Day 5 of a week trying to generate the least amount of long lived rubbish by not buying non renewable things. My rules are:
- Focus only on things I buy or consume directly.
- From Monday 20/05 till Sunday 26/05 evening.
- Document what I do buy and questions that arise from this experiment.
Previous days:
Day 5: Friday
Working from home again today.
All food an drink consumed today was bought before the start of the week or not by me, so I figured I would document anything I put in the bin.
Lunch time
I had a salad that I prepared myself, I used the last of some nice spicy beetroot. The container was clear plastic which is “widely” recycled, not so for the fork (or at least not mentioned) nor the film covering it. There was a note about how you can bring this to a big store, my nearest one is about 5 miles from here, which I would probably have to drive to, especially If I am buying more food there. I wonder if the home delivery would take this instead.
Later and Questions
I cooked from this evening. There was:
- Ham wrapper, I think that is not recyclable.

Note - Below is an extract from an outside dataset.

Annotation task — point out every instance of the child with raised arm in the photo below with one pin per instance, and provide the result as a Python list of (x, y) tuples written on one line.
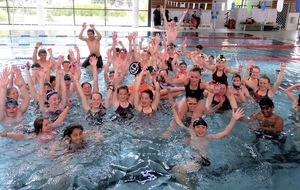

- Oranges net. Also it appears it’s not recyclable
- Chips bag. Not recyclable.
Pretty sad.
Long lived Rubbish for today
- Ham wrapper, I think that is not recyclable.
- Oranges net. Also it appears it’s not recyclable
- Chips bag. Not recyclable.
- Film and fork from beetroot container.
Today’s questions
- Can anything be done about these things that are not recyclable? How could we upcycle them?
- I heard (but not researched yet) that there is some rubbish you can bring back to where you bought it and they will deal with it, but I don’t understand if that is true or what does “deal with it” means?
TL;DR
- Quite a lot of rubbish for one day.